Would the Fed sell the dollar hard enough to enter that exchange rate level? I have no idea. If they did, there would be repercussions and many of them would likely be unforeseen. Unforeseen consequences have a nasty habit of really f***ing up your positions.
Now we are left with a real unknown quantity, we need to try and figure out a reasonable plan to manage that possibility, all of which could have adverse consequences on positions going forward. This is actually a situation where a purely mechanical system could be a godsend...no thinking, in or out.

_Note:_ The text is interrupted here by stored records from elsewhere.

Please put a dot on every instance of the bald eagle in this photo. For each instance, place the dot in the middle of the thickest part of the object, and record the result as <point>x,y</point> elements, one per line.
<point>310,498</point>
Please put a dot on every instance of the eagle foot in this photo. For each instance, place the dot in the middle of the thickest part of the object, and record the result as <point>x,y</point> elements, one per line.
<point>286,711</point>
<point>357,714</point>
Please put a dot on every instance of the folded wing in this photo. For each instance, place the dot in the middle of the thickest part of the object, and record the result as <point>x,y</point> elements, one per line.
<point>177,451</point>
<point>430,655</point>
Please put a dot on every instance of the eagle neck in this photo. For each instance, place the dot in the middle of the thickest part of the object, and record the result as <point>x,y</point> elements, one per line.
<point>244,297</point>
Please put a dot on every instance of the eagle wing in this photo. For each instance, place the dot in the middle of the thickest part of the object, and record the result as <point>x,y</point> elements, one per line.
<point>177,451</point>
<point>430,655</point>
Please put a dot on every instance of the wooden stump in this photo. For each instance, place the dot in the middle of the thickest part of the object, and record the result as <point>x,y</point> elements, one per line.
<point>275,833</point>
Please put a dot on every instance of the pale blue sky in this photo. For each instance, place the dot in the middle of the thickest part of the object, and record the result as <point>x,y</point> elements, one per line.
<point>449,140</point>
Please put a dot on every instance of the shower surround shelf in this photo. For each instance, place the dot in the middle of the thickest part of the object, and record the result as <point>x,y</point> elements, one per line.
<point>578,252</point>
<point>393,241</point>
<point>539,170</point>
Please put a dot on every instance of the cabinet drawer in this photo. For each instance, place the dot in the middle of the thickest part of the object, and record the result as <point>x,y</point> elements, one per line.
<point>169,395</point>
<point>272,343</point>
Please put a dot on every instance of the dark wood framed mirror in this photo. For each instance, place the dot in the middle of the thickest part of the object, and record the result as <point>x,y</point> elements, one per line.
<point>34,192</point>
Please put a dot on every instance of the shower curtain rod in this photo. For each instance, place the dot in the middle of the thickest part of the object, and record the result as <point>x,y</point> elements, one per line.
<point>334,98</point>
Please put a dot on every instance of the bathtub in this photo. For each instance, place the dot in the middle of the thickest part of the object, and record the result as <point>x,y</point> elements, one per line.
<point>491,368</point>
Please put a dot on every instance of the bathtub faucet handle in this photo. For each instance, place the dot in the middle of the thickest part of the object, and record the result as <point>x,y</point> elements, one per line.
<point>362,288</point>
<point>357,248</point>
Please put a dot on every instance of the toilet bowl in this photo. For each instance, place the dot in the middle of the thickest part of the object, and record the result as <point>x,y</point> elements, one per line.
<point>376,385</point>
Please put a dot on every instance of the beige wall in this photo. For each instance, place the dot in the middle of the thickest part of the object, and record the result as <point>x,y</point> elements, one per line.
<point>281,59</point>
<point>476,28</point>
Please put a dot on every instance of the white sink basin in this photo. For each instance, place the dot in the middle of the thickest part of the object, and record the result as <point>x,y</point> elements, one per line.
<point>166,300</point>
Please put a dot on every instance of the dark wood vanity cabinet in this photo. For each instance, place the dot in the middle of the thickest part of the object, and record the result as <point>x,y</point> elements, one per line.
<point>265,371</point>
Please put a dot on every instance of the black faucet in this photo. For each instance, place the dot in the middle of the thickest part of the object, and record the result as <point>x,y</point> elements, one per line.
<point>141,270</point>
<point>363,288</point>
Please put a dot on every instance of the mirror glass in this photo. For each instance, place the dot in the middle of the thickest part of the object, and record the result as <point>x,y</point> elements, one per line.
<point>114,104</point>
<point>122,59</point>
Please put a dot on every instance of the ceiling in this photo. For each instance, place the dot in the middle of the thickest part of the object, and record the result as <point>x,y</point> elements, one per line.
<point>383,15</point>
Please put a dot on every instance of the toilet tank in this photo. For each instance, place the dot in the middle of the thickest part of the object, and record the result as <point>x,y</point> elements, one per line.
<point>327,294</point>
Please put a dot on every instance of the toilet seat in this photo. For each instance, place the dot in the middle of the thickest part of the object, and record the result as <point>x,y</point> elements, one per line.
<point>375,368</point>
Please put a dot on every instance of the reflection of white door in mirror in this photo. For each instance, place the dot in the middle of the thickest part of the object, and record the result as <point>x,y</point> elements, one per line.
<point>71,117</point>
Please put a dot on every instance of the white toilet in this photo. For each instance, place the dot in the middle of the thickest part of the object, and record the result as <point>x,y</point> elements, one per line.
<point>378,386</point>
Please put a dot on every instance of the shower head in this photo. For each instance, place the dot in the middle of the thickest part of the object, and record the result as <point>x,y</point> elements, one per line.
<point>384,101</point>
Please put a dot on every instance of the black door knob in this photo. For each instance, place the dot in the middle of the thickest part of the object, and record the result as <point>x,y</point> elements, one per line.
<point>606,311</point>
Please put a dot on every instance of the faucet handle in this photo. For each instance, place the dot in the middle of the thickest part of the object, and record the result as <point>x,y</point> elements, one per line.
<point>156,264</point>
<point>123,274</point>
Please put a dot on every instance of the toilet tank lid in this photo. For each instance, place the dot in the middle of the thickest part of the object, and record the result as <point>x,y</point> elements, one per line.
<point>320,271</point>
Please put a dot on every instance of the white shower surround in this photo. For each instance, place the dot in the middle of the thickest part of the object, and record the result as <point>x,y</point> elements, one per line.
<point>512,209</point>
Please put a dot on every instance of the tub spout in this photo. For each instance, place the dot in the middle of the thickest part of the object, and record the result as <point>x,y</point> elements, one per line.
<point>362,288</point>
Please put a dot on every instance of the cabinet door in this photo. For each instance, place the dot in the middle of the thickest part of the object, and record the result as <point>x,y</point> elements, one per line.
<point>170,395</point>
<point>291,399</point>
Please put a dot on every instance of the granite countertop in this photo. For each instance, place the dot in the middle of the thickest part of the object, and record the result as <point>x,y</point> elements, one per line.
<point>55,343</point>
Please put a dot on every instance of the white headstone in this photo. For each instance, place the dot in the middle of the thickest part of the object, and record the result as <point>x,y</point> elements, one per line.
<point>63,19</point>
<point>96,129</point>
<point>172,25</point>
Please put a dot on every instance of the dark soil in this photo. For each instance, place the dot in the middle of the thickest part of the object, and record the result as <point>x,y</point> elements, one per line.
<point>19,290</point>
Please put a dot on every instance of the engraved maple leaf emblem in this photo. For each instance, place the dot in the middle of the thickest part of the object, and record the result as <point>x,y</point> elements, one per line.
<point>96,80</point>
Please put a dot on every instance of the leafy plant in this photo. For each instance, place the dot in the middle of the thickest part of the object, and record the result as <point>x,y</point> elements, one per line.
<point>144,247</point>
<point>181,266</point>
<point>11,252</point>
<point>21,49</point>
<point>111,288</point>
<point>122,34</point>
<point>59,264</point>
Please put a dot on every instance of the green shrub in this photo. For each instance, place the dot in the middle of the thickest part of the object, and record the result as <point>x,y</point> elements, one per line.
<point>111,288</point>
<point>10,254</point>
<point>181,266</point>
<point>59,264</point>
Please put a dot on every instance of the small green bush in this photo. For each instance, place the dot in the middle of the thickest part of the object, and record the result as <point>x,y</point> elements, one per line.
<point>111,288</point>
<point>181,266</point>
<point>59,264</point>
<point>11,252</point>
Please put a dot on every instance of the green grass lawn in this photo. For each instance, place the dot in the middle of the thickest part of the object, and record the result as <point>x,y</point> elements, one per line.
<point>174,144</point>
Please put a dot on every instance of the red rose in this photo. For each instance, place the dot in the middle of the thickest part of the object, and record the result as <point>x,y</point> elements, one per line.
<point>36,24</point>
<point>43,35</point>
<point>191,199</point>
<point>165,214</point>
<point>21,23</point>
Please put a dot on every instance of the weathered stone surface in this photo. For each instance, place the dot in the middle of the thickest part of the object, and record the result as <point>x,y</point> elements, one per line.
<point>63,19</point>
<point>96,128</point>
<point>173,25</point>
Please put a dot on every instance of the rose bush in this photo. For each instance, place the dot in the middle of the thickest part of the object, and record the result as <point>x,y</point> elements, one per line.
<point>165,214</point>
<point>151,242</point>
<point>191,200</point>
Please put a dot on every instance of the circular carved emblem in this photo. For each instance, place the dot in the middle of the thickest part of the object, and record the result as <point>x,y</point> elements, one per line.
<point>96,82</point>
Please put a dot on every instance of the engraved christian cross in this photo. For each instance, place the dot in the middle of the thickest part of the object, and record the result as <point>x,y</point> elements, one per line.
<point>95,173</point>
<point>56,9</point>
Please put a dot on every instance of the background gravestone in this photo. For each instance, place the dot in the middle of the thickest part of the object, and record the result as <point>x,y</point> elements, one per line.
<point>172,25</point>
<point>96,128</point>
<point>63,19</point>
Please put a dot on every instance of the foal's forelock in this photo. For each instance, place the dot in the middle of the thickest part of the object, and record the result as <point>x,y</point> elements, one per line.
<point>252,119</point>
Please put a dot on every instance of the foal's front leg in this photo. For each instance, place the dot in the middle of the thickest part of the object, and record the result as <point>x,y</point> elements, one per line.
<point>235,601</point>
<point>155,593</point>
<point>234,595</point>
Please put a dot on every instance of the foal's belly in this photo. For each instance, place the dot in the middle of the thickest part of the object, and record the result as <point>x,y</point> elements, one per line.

Now if the Fed. were to sell the US dollar, obviously they want it weak = inflationary. Therefore:
(a) they would exert yield curve control at the long end, as the long end will sell-off hard;
(b) inflation without any constraints would send;
(c) commodities higher;
(d) emerging markets higher;
(e) foreign currencies higher;
So all commodities would likely be a good position to hold. Gold/Silver already started their run. Oil still undervalued in this scenario as are agricultural commodities and stocks associated with those commodities.
If the Fed. doesn't control the long end, short Treasuries.
Long Emerging markets (EEM).
Long foreign currencies (FXE) and Swiss Franc.
With regard to the current trend in the markets: the big tech. leaders would be fine, they have foreign earnings (any stock that has foreign earnings should be fine) small caps and some medium (most) would probably tread water or lose, depending on how much inflation was generated.
Financials would not be a great place to be, but I will actually do some research into that. The big money centre banks would probably be fine, they are worldwide and have diversified income streams. It would be more the small regional banks that could/would have issues. I'll look into that.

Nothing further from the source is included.